Ostwig. Weinende Kunden und Vorfreude auf das Ende der Zwangsschließung: Was eine Friseurin aus Ostwig zuletzt alles erlebt hat.

Im Moment ist Elvira Jakob vor allem eines: Glücklich, dass sie endlich ihren Friseursalon wieder öffnen darf. Glücklich, dass es endlich weitergeht. Und das sind ihre Kunden auch. Bundeskanzlerin Angela Merkel war am 10. Februar beim Nachrichtensender n-tv noch nicht von der Bildfläche verschwunden, da klingelte bei der Ostwiger Friseurmeisterin schon zum ersten Mal das Telefon. Keine 15 Minuten, nachdem klar war, dass Friseure am 1. März wieder öffnen dürfen, war der erste Termin vergeben.

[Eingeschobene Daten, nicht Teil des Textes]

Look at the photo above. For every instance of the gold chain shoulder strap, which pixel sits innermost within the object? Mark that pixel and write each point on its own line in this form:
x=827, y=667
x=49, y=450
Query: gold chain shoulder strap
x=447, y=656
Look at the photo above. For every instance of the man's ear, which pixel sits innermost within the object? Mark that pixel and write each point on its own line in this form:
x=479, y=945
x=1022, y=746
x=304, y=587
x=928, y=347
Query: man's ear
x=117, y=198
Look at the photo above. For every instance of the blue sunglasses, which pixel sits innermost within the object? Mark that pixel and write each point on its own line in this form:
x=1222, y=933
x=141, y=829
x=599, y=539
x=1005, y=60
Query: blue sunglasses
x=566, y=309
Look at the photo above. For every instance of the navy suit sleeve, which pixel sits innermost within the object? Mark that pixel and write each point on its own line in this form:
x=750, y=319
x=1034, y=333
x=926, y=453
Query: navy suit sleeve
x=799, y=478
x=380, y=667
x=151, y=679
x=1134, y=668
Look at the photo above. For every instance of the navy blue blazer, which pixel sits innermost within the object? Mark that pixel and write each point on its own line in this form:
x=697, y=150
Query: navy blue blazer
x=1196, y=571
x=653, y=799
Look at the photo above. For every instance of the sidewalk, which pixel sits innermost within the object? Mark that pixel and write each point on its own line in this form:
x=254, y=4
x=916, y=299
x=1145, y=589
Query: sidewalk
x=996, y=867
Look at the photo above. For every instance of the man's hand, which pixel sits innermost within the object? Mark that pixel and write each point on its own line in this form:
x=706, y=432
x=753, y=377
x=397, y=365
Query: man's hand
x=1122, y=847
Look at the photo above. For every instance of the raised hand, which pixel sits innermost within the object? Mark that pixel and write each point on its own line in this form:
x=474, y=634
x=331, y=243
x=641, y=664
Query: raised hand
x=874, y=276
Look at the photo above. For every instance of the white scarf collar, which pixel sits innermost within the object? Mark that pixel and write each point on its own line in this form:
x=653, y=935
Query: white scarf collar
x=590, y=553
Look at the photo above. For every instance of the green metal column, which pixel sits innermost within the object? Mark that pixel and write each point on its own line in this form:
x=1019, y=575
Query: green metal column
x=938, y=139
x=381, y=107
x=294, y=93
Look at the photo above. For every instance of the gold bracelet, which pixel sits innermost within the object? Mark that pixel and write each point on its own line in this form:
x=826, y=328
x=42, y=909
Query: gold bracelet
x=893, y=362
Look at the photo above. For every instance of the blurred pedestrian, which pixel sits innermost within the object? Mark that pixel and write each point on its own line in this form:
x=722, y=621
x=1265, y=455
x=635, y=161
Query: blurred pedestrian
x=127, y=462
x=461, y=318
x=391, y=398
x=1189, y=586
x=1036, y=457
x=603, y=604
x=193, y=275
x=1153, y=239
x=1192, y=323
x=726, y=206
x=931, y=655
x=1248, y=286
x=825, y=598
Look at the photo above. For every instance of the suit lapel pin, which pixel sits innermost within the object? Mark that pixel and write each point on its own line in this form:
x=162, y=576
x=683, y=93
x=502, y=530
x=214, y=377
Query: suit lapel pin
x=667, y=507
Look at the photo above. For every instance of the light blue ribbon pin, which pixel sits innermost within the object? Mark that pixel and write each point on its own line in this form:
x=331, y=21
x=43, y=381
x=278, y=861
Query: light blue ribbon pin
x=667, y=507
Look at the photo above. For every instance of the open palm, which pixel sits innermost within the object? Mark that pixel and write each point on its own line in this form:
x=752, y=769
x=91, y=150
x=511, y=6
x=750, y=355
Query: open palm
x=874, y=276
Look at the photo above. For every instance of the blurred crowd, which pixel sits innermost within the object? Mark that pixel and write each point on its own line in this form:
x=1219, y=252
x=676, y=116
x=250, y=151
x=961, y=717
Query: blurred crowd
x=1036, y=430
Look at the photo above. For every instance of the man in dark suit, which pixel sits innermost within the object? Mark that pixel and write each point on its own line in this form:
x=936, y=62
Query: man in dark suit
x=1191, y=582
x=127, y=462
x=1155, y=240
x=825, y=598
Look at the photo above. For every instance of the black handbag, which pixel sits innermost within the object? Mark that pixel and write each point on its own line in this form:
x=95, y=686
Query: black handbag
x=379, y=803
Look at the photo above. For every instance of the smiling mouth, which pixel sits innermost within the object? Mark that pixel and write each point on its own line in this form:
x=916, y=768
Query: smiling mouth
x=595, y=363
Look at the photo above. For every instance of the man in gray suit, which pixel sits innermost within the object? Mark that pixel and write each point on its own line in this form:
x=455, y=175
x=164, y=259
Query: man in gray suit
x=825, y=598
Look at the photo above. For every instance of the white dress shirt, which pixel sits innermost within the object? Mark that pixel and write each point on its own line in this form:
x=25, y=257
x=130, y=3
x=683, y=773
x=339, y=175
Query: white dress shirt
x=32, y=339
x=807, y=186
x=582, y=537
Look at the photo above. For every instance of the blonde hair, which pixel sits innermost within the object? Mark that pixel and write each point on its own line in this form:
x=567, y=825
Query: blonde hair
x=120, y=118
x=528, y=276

Kaum noch Lücken im Terminbuch

Inzwischen gibt es für die ersten zwei Wochen nach dem 1. März kaum noch Lücken im Terminbuch des Salons „schnitt & more“ am Schulzentrum. „Das werden harte Zeiten für uns“ sagt Elvira Jakob, lacht und schaut zu ihrer Angestellten Stefanie Homp. Harte Zeiten, nach denen sich die beiden gesehnt haben. Denn sie sind gewiss nicht so hart wie der Anblick der leeren Sessel in den vergangenen Wochen.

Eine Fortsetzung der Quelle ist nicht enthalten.